The lung in liver disease: old problem, new concepts

Abstract

Liver dysfunction has been recognized to influence the lung in many different clinical situations, although the mechanisms for these effects are not well understood. One increasingly recognized interaction, the hepatopulmonary syndrome (HPS) occurs in the context of cirrhosis and results when alveolar microvascular dilation causes arterial gas exchange abnormalities and hypoxemia. HPS occurs in up to 30% of patients with cirrhosis and significantly increases mortality in affected patients. Currently, liver transplantation is the only curative therapy. Experimental biliary cirrhosis induced by common bile duct ligation (CBDL) in the rat reproduces the pulmonary vascular and gas exchange abnormalities of human HPS and has been contrasted with other experimental models of cirrhosis in which HPS does not develop. Microvascular dilation, intravascular monocyte infiltration, and angiogenesis in the lung have been identified as pathologic features that drive gas exchange abnormalities in experimental HPS. Our recent studies have identified biliary epithelium and activation and interaction between the endothelin-1 (ET-1)/endothelial endothelin B (ETB) receptor and CX3CL1/CX3CR1 pathways as important mechanisms for the observed pathologic events.
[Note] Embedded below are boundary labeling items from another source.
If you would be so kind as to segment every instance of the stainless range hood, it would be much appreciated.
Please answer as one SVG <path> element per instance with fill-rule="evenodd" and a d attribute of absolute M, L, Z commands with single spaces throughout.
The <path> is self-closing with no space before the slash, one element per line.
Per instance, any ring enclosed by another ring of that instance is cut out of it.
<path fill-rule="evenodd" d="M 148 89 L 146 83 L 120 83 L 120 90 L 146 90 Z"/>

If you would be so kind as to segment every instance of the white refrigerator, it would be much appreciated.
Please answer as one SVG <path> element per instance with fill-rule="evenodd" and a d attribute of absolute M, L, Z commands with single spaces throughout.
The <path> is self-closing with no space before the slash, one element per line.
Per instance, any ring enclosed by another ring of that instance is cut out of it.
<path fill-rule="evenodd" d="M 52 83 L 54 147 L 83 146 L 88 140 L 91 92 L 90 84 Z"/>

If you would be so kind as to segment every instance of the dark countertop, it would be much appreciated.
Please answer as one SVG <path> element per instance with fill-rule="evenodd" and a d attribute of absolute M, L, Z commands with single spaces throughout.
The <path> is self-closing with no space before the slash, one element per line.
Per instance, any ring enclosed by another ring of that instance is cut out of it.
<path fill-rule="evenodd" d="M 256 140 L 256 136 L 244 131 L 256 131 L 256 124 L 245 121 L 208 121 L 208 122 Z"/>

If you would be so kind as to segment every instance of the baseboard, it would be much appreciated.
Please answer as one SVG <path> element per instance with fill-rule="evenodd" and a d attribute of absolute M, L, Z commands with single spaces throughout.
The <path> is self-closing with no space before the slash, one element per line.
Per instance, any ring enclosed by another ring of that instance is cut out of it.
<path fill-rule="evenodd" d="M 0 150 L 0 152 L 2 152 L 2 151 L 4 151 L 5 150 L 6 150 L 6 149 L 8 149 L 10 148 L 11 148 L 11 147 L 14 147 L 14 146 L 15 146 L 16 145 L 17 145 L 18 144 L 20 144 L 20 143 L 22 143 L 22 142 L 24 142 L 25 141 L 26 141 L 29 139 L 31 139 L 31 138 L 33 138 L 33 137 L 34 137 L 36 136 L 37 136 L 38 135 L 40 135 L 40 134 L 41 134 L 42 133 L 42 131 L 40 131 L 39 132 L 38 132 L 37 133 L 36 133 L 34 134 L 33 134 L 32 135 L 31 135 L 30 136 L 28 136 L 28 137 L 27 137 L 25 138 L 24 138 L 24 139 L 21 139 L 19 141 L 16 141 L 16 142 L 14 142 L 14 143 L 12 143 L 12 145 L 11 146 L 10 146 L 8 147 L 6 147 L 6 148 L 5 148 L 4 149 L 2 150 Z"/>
These studies define novel interactions between the lung and liver in cirrhosis and may lead to effective medical therapies.

Fig. 1.

Animal models of experimental HPS. Left: CK-19 staining of bile duct epithelium in control (A), CBDL (B), TAA (C), and PVL (D) animal livers. Right: HPS changes (intrapulmonary shunt fraction and AaPO₂) in each model. *P<0.05 versus control.

Fig. 2.

Effects of ET-1 on endothelial cell CX₃CL1 /CX₃CR1 expression in the presence or absence of BQ788 (ET_B receptor antagonist). Left: mRNA levels CX₃CL1 and CX₃CR1. Right: protein levels. *P<0.05 versus control, ‡ P<0.05 versus ET-1 treatment.

Fig. 3.

Working model of the pathogenesis of experimental HPS.